There have been some recent cases on this issue and the focus of arbitrators and judges has been on the following major factors: to what degree are the service providers are under the Platforms’ management?; how do they receive remuneration from their services?; and whether the services provided constitute a part of the Platforms’ regular business.
In a case in Beijing in 2018, the plaintiff, a designated driver, provided driving services through the Platform operated by the defendant. The court found that the plaintiff and other drivers downloaded and installed a mobile application through which the defendant could locate the drivers. When drivers were willing to provide services they kept the app open, when not they went offline. The drivers and the Platform split the service fees paid by customers in an agreed manner. The defendant did not provide a base salary payment to the plaintiff. On a few occasions, the Platform issued instructions to the plaintiff, such as ordering the plaintiff to expedite services. However, during the nine-month time of service the plaintiff only delivered around 18 services per month.
It was held that, despite the fact that the Platform supervised and instructed the plaintiff to a certain degree and considering the low frequency of service being provided and the flexibility of the plaintiff to decide whether to work or not there was lack of management on the part of the defendant. To constitute an employment relationship, the employee’s subordination to the employer has to be continuous and stable. In this case, the management of the plaintiff was not sufficient to establish an employment relationship under PRC law. In addition, it was held that the defendant did not provide base salary payment and only split the income with the plaintiff, so it was more of a co-operation between them.
This opinion was also echoed in a similar case heard in Shenzhen in 2018. It was held that, since the nature of the Platforms’ operation was that the individual service-provider usually worked in a flexible way without accepting direct orders from the Platform, the relationship does not accord with the requirements of an employment relationship and hence the individual service provider should not be considered an employee of the Platform.

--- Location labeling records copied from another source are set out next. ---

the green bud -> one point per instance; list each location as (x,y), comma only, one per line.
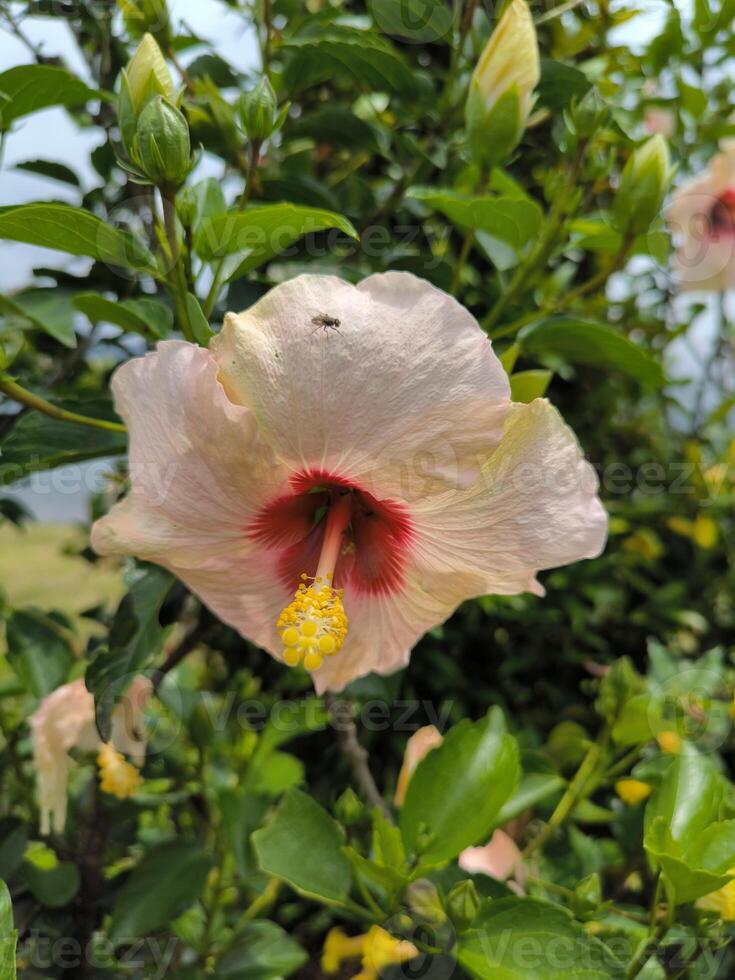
(587,895)
(146,75)
(147,16)
(259,112)
(588,115)
(643,186)
(187,205)
(463,903)
(424,901)
(349,809)
(162,147)
(501,88)
(617,687)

Thus, from the two recent cases above, it can be seen that the current judicial practice is on the same page as the requirements of the Measures. Judges will look into the operations and management of the Platforms to determine how much control a Platform has over the work of individual service providers.
China’s employment law and practice, much like China’s economy, is constantly evolving in order to cope with the fast pace of economic development. Many issues, such as green cards and redundancy policies will have a profound impact on the employers’ daily operations.
The trends and developments summarised in this article are, however, only a small part of the greater picture and we can anticipate that in the near future there will be more trends and developments of employment law and practice that will require the employers’ attention.